Originally posted by johnlear
Ronald Reagan BMDTS, Woomera, Diego Garcia, Melville Island, Christmas Island, Johnston Island, Vandenberg and several others. Many are still operational, some are closed and dismantled. I believe they made a few Saturn launches off of Diego Garcia but I don't think there is any trace of that facility there now if in fact it was ever there. That was in the late 60’s or early 70’s. Johnston Island launch facility is totally dismantled. I was there about 10 years ago and the hard stand was still there but nothing else. As far as Diego Garcia I think it is all B-2’s and B-52’s now.
There seem to be at least 8 separate space stations. At least one passed through Orion. I don’t know about the rest.
Here, check them out for yourself.
Originally posted by Access Denied
Check out this post on BAUT from someone who's actually docked the ISS and the Shuttle on a few occasions...
John Lear madness on Coast to Coast
www.bautforum.com...
Originally posted by IgnoreTheFacts
Also, access denied had a great link to a forum where a member has in fact actually docked with the ISS on several missions. I highly doubt he would bother to come in here (too hostile and full of ignorance) but if you zip over to that link pehahps some of you could politely interact with him?
=DrivinWest;1107036
LOL. I've actually docked the ISS and the Shuttle on a few occasions (STS-108, STS-111, STS-113). As we say in the industry, "orbital mechanics is a *****." It takes ~3 days for the Shuttle to get to the ISS. Period. It's no different for Russian Soyuz or Progress vehicles.
May I ask then why the ESA website posts that Expedition 9...
Undocking: Oct. 23, 2004
4:08 p.m. CDT
Landing: Oct. 23, 2004
7:36 p.m. CDT
spaceflight.nasa.gov...
My calculator is not a fancy one but it comes up with 3 hours and 28 minutes from undocking to landing...
Perhaps you would be so kind as to explain this to me...

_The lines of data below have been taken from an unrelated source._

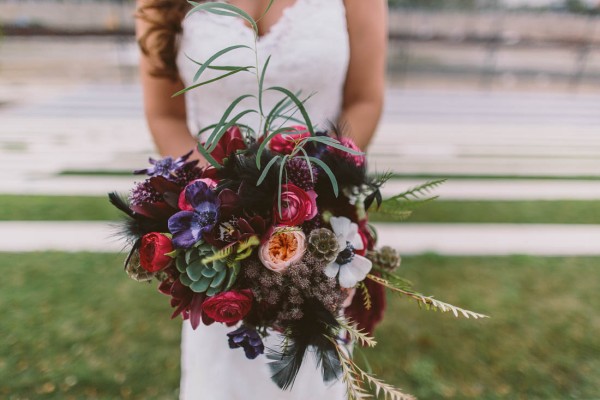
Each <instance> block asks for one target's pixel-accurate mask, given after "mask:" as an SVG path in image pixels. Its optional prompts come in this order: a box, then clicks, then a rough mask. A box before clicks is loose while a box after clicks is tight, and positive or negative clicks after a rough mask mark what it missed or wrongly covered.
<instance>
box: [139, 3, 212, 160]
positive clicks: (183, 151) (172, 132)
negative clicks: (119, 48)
mask: <svg viewBox="0 0 600 400" xmlns="http://www.w3.org/2000/svg"><path fill="white" fill-rule="evenodd" d="M148 5H149V2H148V0H137V10H138V11H137V13H136V39H137V40H138V42H139V43H140V48H141V49H142V52H141V59H140V75H141V81H142V88H143V93H144V112H145V115H146V121H147V123H148V128H149V129H150V133H151V134H152V138H153V139H154V143H155V145H156V147H157V150H158V152H159V153H160V155H161V156H163V157H166V156H171V157H179V156H181V155H183V154H185V153H187V152H189V151H190V150H191V149H195V150H194V154H193V155H192V158H194V159H199V160H201V162H203V163H205V161H204V160H202V157H201V156H200V154H199V153H198V151H197V145H198V143H197V141H196V139H195V138H194V137H193V136H192V134H191V133H190V131H189V128H188V125H187V116H186V108H185V98H184V96H183V95H181V96H177V97H172V95H173V93H176V92H178V91H179V90H181V89H183V83H182V82H181V79H180V78H179V76H178V74H177V70H176V69H175V68H174V66H172V65H165V59H169V58H165V57H161V56H160V55H159V54H160V52H169V51H172V52H173V54H172V57H171V58H170V59H172V60H173V62H174V60H175V51H176V49H175V43H167V44H166V45H165V43H161V40H163V41H164V35H163V32H161V30H160V28H157V26H156V25H153V24H151V23H150V22H149V21H153V20H154V21H157V20H158V21H160V18H164V16H161V15H160V13H161V11H159V10H157V9H156V8H152V7H148ZM162 54H165V53H162Z"/></svg>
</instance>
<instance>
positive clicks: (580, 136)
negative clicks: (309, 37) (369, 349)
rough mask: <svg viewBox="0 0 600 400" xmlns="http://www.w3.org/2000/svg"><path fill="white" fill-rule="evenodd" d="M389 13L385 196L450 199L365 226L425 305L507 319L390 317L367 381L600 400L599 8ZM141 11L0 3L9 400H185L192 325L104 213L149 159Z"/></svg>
mask: <svg viewBox="0 0 600 400" xmlns="http://www.w3.org/2000/svg"><path fill="white" fill-rule="evenodd" d="M389 3H390V32H389V35H390V46H389V60H388V90H387V93H386V96H387V101H386V109H385V112H384V116H383V120H382V123H381V125H380V128H379V131H378V134H377V137H376V139H375V140H374V142H373V144H372V146H371V148H370V155H369V157H370V166H371V168H372V169H373V170H374V171H385V170H391V171H393V172H394V179H393V180H392V181H391V182H390V183H389V184H388V185H387V187H386V194H387V195H388V196H389V195H393V194H394V193H397V192H400V191H402V190H404V189H406V188H408V187H411V186H414V185H417V184H419V183H422V182H425V181H427V180H429V179H435V178H448V181H447V182H446V183H445V184H444V185H442V186H441V187H440V188H439V189H437V190H436V191H435V192H434V193H432V194H434V195H439V196H440V198H439V199H438V200H437V201H435V202H433V203H429V204H427V205H425V206H423V207H422V208H419V209H417V210H415V211H414V213H413V215H412V217H411V218H410V220H408V221H406V222H404V221H393V220H392V221H390V219H389V217H384V216H380V215H378V214H377V213H373V214H372V215H371V216H370V218H371V220H372V221H375V222H376V226H377V229H378V230H379V232H380V236H381V238H380V241H381V244H388V245H391V246H394V247H395V248H398V250H399V251H400V252H401V253H402V254H403V255H404V259H403V266H402V271H401V272H402V273H403V274H404V276H406V277H407V278H408V279H410V280H411V281H413V282H414V284H415V287H416V288H417V289H419V290H421V291H422V292H423V293H425V294H435V295H436V297H437V298H438V299H441V300H444V301H448V302H450V303H453V304H457V305H459V306H462V307H465V308H469V309H474V310H475V311H479V312H482V313H485V314H488V315H490V316H491V317H492V318H490V319H488V320H485V321H472V320H456V319H454V317H452V316H451V315H445V314H439V313H432V312H428V311H425V310H419V309H418V307H417V306H416V305H415V304H414V303H411V302H409V301H407V300H406V299H401V298H397V297H393V296H391V297H390V298H389V311H388V314H387V320H386V321H385V322H384V323H383V324H382V325H381V326H380V327H379V329H378V331H377V332H376V336H377V338H378V341H379V345H378V346H377V348H376V349H374V350H371V351H369V352H367V353H368V355H369V359H370V363H371V364H370V365H369V366H368V367H369V368H372V370H373V372H374V373H375V374H377V375H379V376H381V377H383V378H385V379H386V380H388V381H389V382H391V383H393V384H395V385H397V386H399V387H401V388H403V389H404V390H405V391H407V392H409V393H413V394H415V395H417V396H418V397H419V398H420V399H442V398H444V399H446V398H447V399H600V374H598V371H600V339H599V338H598V334H597V332H598V330H599V329H600V315H599V313H598V311H597V310H598V309H599V308H600V294H599V293H600V290H599V289H600V284H599V282H600V279H599V273H598V268H599V266H598V263H599V261H600V203H599V202H598V200H599V199H600V1H597V0H590V1H583V0H566V1H562V0H555V1H553V0H546V1H545V0H529V1H526V0H506V1H500V0H390V2H389ZM133 12H134V2H133V1H127V0H122V1H116V0H113V1H101V0H0V32H1V36H0V165H2V166H3V170H4V171H5V172H4V174H3V176H2V179H1V180H0V269H1V272H2V279H0V308H1V309H3V310H6V311H5V314H4V317H3V318H2V319H0V331H1V332H2V336H3V340H2V343H1V344H0V397H1V398H6V399H117V398H126V399H173V398H176V396H177V385H178V379H179V370H178V368H179V366H178V365H179V364H178V363H179V329H180V323H179V321H169V320H168V317H167V313H169V305H168V301H167V300H168V299H167V298H166V297H165V298H163V297H161V296H160V295H158V294H157V293H156V291H155V290H154V288H153V287H150V286H146V285H140V284H136V283H135V282H133V281H130V280H128V279H125V278H126V276H125V275H124V274H123V273H122V272H121V270H120V265H121V264H122V261H123V259H124V255H123V254H122V253H119V251H120V250H121V245H120V243H119V242H118V240H117V238H116V237H115V235H114V228H113V227H112V226H111V221H115V220H117V219H118V218H119V215H118V214H117V212H116V211H113V210H112V209H111V207H110V206H109V205H108V201H107V200H106V193H107V192H109V191H112V190H118V191H121V192H122V193H126V192H127V191H128V189H129V187H130V186H131V184H132V182H133V181H134V178H133V177H131V176H130V171H131V170H133V169H138V168H140V167H141V166H143V165H145V163H146V161H147V158H148V156H149V155H153V154H154V149H153V145H152V143H151V141H150V136H149V134H148V131H147V128H146V125H145V121H144V117H143V111H142V104H141V89H140V85H139V80H138V72H137V59H138V56H137V48H136V44H135V41H134V38H133V17H132V15H133ZM357 357H358V359H362V357H361V356H360V352H358V356H357Z"/></svg>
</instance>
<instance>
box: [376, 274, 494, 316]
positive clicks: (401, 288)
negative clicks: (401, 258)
mask: <svg viewBox="0 0 600 400" xmlns="http://www.w3.org/2000/svg"><path fill="white" fill-rule="evenodd" d="M367 278H368V279H370V280H372V281H373V282H376V283H379V284H380V285H382V286H384V287H386V288H388V289H390V290H392V291H394V292H396V293H400V294H402V295H405V296H408V297H412V298H413V299H415V300H417V302H418V303H419V304H420V305H424V306H425V307H426V309H433V310H438V311H441V312H452V314H454V316H455V317H459V316H460V315H462V316H464V317H465V318H473V319H479V318H488V316H487V315H484V314H479V313H476V312H473V311H469V310H465V309H462V308H460V307H456V306H453V305H452V304H448V303H444V302H443V301H439V300H437V299H434V298H433V297H431V296H425V295H423V294H421V293H417V292H413V291H412V290H406V289H402V288H399V287H396V286H395V285H393V284H392V283H391V282H390V281H388V280H387V279H383V278H380V277H378V276H375V275H371V274H369V275H367Z"/></svg>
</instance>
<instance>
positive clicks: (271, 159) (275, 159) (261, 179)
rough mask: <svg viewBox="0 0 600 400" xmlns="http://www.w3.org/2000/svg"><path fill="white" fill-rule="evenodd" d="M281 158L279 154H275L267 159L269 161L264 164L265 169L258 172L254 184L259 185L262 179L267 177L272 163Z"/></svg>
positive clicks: (256, 185)
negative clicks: (274, 154)
mask: <svg viewBox="0 0 600 400" xmlns="http://www.w3.org/2000/svg"><path fill="white" fill-rule="evenodd" d="M280 158H281V156H275V157H273V158H272V159H271V161H269V163H268V164H267V165H266V166H265V169H263V172H262V174H260V177H259V178H258V181H256V186H260V184H261V183H263V181H264V180H265V178H266V177H267V174H268V173H269V170H270V169H271V167H272V166H273V165H275V163H276V162H277V161H278V160H279V159H280Z"/></svg>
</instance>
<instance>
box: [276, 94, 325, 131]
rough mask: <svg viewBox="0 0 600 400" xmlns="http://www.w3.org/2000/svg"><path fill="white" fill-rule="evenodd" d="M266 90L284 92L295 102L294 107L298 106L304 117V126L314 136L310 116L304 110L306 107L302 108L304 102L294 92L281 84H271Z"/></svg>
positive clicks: (306, 112)
mask: <svg viewBox="0 0 600 400" xmlns="http://www.w3.org/2000/svg"><path fill="white" fill-rule="evenodd" d="M267 90H274V91H277V92H281V93H283V94H285V95H286V96H287V97H289V98H290V99H291V100H292V101H293V102H294V104H296V107H298V110H299V111H300V114H302V118H304V122H305V125H306V128H307V129H308V131H309V132H310V135H311V136H315V131H314V129H313V126H312V123H311V121H310V117H309V116H308V113H307V112H306V108H304V104H302V101H301V100H300V99H299V98H298V97H297V96H296V95H295V94H294V93H292V92H290V91H289V90H288V89H286V88H283V87H281V86H273V87H270V88H269V89H267Z"/></svg>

Originally posted by IgnoreTheFacts I would think you would kill for the chance to have a mature back and forth with someone who has been there?
Maybe sign up over there under a different user name, and try to act normal?
=pghnative;1108149 As a ground controller or an astronaut? I assume the former, since there were other dockings for the ISS crews between 108 and 113, and since you clearly weren't part of the shuttle only crews for each of those three.
=DrivinWest;1108668 Just a ground controller *sigh* - I used to be an ADCO for the ISS.
Originally posted by IgnoreTheFacts
Anyone know how long it took the average Apollo mission lander and command module to dock together after leaving the moon?
Don't know about 'average' yet but here is a practise run on Apollo 9
After more than a circuit, 2 hours 43 minutes into the mission, Scott lit the pyrotechnics that separated the command and service modules from the S-IVB stage and began one of the critical steps in the lunar-orbit concept. He fired the thrusters and pulled the command ship away, turned the ship around, fired again, and drew near what he called the "big fellow." Then he noticed that the command module's nose was out of line with the lander's nose. Scott tried to use a service module thruster to turn left, but that jet was not operating. The crew then flipped some switches, which started the thruster working, and at 3 hours 2 minutes the command module probe nestled into the lunar module drogue, where it was captured and held by the latches.